Young Man: Sir, may I know the time, please?
Old Man: Certainly not.

Young Man: Sir, but why? What are you going to lose, if you tell me the time?
Old Man: Yes, I may lose something if I tell you the time.

Young Man: But Sir, can you tell me how?
Old Man: See, if I tell you the time you will definitely thank me and may be tomorrow again you will ask me the time.

Young Man: Quite possible.
Old Man: May be we meet two three times more and you will ask my name and address.

Young Man: Quite possible.
Old Man: One day you may come to my house saying you were just passing by and came into wish me.

Then as a courtsey, I will offer you a cup of tea.
After my courteous approach you will try to come again.This time you will appreciate tea and ask who has made it.?

Young Man: Possible
Old Man: Then I will tell you that my daughter has and I will then have to introduce my young and pretty daughter to you and you will admire my daughter.

Young Man: Smiles.
Old Man: Now onwards you will try to meet my daughter again and again. You will offer her to go out for a movie together and a date with you.

Young Man: Smiles
Old Man: My daughter may start liking you and start waiting for you. After meeting regularly you will fall in love with her and propose her for marriage.

Young Man: Smiles
Old Man: One day both of you will come to me and tell me about your love and ask for my permission.
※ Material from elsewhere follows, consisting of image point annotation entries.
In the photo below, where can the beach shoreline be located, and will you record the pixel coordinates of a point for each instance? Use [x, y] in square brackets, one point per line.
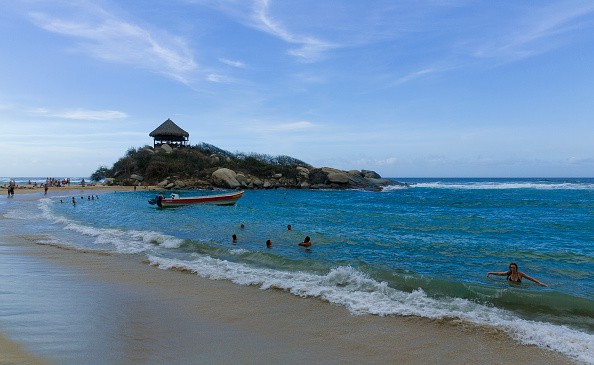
[67, 189]
[182, 318]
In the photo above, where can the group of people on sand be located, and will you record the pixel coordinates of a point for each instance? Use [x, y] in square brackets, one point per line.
[90, 197]
[306, 241]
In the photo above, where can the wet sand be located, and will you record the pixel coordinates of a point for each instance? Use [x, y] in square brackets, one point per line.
[128, 312]
[88, 189]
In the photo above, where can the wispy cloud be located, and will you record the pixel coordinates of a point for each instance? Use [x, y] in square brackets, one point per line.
[416, 75]
[236, 64]
[309, 48]
[106, 37]
[537, 32]
[286, 127]
[82, 114]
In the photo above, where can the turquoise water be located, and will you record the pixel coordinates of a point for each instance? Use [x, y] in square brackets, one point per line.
[423, 250]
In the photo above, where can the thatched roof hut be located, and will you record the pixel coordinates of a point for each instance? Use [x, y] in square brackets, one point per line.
[169, 133]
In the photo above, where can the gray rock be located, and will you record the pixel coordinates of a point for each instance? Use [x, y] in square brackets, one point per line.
[226, 178]
[338, 178]
[370, 174]
[167, 148]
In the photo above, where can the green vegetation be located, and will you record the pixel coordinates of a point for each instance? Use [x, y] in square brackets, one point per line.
[194, 162]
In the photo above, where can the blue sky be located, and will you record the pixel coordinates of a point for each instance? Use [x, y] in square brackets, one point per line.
[405, 88]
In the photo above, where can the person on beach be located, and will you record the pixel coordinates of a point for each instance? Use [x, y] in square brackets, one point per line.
[514, 276]
[306, 242]
[11, 186]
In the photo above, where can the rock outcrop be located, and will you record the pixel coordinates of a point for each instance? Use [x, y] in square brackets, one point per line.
[315, 178]
[226, 178]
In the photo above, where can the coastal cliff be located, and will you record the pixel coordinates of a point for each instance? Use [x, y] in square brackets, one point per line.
[207, 166]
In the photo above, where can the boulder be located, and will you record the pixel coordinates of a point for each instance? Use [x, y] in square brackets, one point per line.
[338, 178]
[167, 148]
[317, 177]
[302, 171]
[226, 178]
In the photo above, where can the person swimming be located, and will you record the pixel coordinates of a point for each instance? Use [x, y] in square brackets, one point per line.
[306, 242]
[514, 276]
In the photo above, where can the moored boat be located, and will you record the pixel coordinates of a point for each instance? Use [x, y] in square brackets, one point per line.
[215, 199]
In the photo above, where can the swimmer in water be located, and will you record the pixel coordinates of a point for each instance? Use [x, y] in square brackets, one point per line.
[306, 242]
[514, 275]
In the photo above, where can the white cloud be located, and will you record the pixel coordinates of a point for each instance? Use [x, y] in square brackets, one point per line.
[236, 64]
[288, 127]
[82, 114]
[108, 38]
[538, 31]
[219, 79]
[310, 48]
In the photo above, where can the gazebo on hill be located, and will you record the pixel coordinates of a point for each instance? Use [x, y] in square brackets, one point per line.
[169, 133]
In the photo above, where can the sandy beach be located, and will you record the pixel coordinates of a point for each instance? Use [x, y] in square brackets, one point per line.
[99, 307]
[30, 189]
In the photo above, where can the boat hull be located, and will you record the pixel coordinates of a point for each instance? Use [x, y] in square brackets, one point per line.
[218, 199]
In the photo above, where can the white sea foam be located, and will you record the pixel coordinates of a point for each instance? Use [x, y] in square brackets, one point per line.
[238, 251]
[361, 294]
[503, 185]
[124, 241]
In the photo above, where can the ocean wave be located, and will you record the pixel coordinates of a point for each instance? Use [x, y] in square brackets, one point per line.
[124, 241]
[503, 185]
[361, 294]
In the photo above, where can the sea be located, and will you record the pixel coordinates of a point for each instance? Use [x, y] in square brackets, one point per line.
[422, 250]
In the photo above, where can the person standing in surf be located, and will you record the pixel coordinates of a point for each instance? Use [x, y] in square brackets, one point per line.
[514, 275]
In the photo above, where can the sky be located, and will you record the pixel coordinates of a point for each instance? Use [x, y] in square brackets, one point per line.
[424, 88]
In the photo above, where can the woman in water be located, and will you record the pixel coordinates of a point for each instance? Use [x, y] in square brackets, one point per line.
[306, 242]
[514, 275]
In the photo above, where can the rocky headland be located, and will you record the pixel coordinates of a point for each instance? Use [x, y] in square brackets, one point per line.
[207, 166]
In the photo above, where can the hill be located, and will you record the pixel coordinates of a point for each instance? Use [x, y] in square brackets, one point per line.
[206, 166]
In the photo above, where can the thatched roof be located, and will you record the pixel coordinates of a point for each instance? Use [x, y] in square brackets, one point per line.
[168, 128]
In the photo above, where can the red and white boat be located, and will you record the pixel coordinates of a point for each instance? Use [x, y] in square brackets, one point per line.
[216, 199]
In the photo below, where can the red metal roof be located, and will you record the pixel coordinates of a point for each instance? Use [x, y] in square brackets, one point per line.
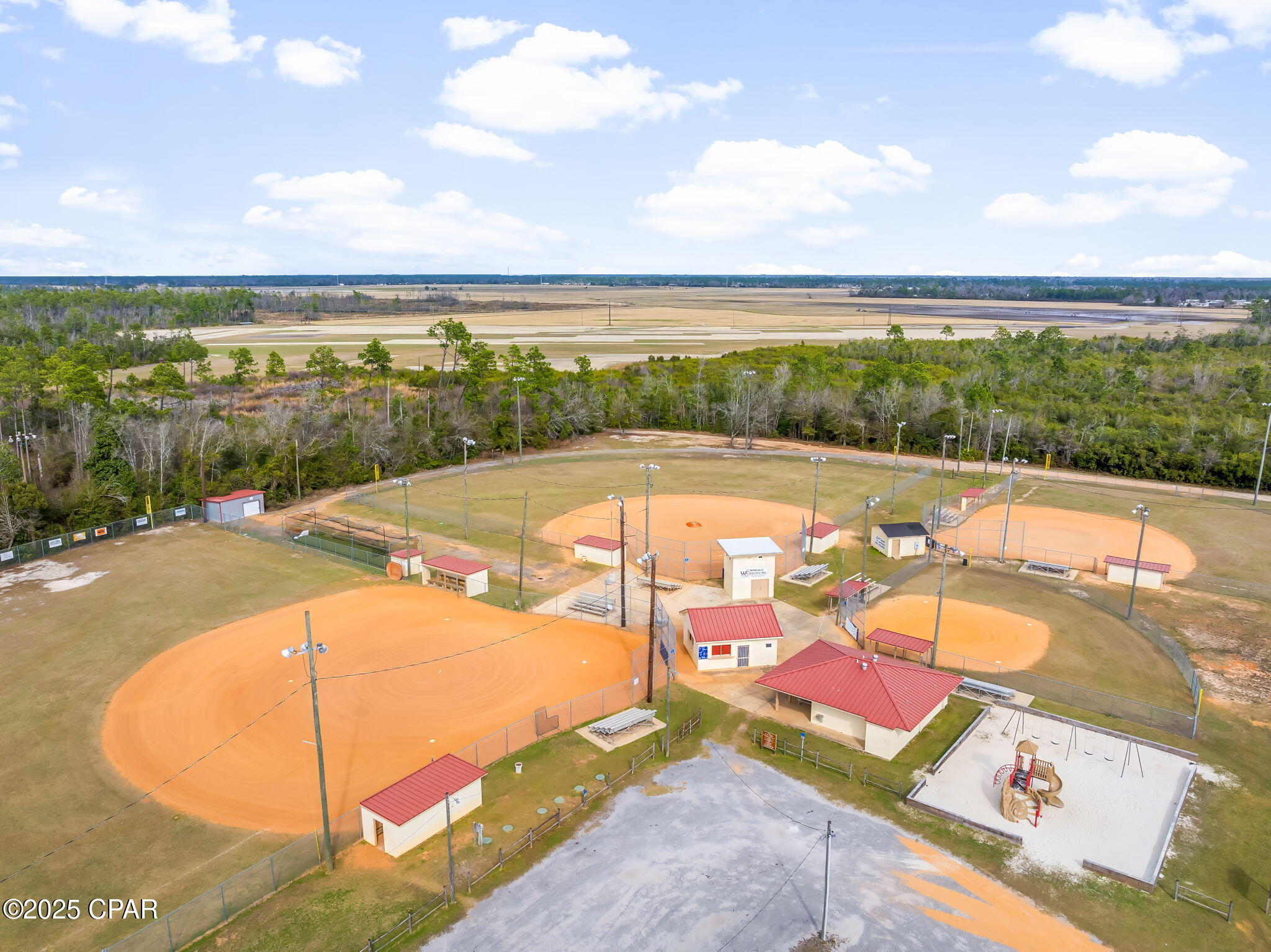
[845, 590]
[453, 564]
[885, 692]
[734, 623]
[599, 542]
[1129, 564]
[235, 495]
[405, 800]
[909, 642]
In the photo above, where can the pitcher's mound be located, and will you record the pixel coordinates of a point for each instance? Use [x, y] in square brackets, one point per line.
[992, 636]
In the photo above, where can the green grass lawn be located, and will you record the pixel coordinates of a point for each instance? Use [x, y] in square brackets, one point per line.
[1089, 646]
[65, 653]
[1228, 537]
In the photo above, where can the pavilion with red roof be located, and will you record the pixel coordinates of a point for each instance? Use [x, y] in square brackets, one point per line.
[458, 575]
[407, 812]
[879, 702]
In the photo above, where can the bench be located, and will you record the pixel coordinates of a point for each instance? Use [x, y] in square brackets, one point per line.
[622, 722]
[986, 689]
[593, 604]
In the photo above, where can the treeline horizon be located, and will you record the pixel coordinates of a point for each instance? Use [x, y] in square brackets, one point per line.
[83, 440]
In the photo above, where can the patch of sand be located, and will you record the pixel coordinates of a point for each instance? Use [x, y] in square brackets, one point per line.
[989, 635]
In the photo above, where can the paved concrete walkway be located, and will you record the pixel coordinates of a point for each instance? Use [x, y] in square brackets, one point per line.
[724, 851]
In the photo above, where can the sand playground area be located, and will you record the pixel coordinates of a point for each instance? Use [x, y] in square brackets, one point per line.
[990, 635]
[689, 518]
[377, 727]
[1064, 533]
[1118, 812]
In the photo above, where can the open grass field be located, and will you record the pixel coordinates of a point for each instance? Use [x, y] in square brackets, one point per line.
[71, 631]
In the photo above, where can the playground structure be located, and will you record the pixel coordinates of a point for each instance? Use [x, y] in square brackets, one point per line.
[1018, 781]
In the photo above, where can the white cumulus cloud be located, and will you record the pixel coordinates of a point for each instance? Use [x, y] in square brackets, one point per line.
[354, 210]
[1222, 265]
[322, 63]
[472, 32]
[1181, 176]
[737, 189]
[32, 235]
[206, 35]
[541, 86]
[468, 140]
[109, 200]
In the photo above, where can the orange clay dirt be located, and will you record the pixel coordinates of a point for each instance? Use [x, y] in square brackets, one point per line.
[377, 729]
[1053, 534]
[691, 518]
[982, 632]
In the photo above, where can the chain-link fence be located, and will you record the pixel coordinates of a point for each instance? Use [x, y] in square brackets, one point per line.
[107, 532]
[204, 913]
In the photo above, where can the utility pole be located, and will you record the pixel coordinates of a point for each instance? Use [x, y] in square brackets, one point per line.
[1262, 462]
[520, 453]
[1142, 513]
[622, 561]
[988, 447]
[825, 897]
[1005, 523]
[520, 566]
[451, 852]
[895, 465]
[650, 468]
[816, 492]
[313, 650]
[467, 444]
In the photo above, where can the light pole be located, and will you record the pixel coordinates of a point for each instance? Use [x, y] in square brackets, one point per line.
[816, 491]
[520, 454]
[871, 501]
[940, 503]
[895, 467]
[748, 374]
[1005, 523]
[940, 596]
[650, 469]
[988, 447]
[313, 650]
[1142, 513]
[1262, 462]
[467, 444]
[622, 560]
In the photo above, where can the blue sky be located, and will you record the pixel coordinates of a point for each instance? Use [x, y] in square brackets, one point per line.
[231, 137]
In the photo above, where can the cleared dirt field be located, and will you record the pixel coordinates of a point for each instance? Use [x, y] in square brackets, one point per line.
[71, 629]
[418, 701]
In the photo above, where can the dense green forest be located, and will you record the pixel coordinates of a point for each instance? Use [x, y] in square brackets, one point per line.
[84, 440]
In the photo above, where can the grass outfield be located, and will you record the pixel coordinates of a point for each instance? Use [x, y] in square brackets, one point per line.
[65, 653]
[1089, 646]
[1228, 537]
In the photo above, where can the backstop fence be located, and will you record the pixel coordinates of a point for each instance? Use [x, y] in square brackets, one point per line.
[107, 532]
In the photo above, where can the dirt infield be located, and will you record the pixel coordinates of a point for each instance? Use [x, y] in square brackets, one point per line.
[1054, 534]
[968, 628]
[377, 727]
[691, 518]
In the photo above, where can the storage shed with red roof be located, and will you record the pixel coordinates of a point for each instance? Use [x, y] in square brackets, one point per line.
[880, 703]
[732, 636]
[406, 814]
[458, 575]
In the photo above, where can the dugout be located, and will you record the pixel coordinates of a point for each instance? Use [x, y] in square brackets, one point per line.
[240, 504]
[406, 814]
[457, 575]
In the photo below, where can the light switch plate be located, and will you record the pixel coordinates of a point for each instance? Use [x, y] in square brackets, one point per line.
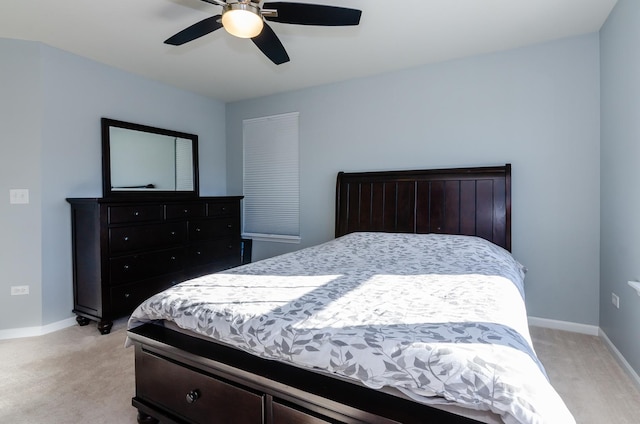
[19, 196]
Young Man: Oh Yes! and smiles
Old Man: (Angrily) Young man, I will never marry my daughter to a person like you who does not even own a watch!_

----------


## M7MD

hehehehe
 :SnipeR (62):

----------


## معاذ القرعان

he madde story and married his daughter coz the boy didnt own watch
 :Db465236ff:   :Db465236ff:   :Db465236ff:    thaaaaaanx m7amad

----------


## Ammar Qasaimeh

Nice :Smile:

----------


## M7MD

welcome for ur signs

----------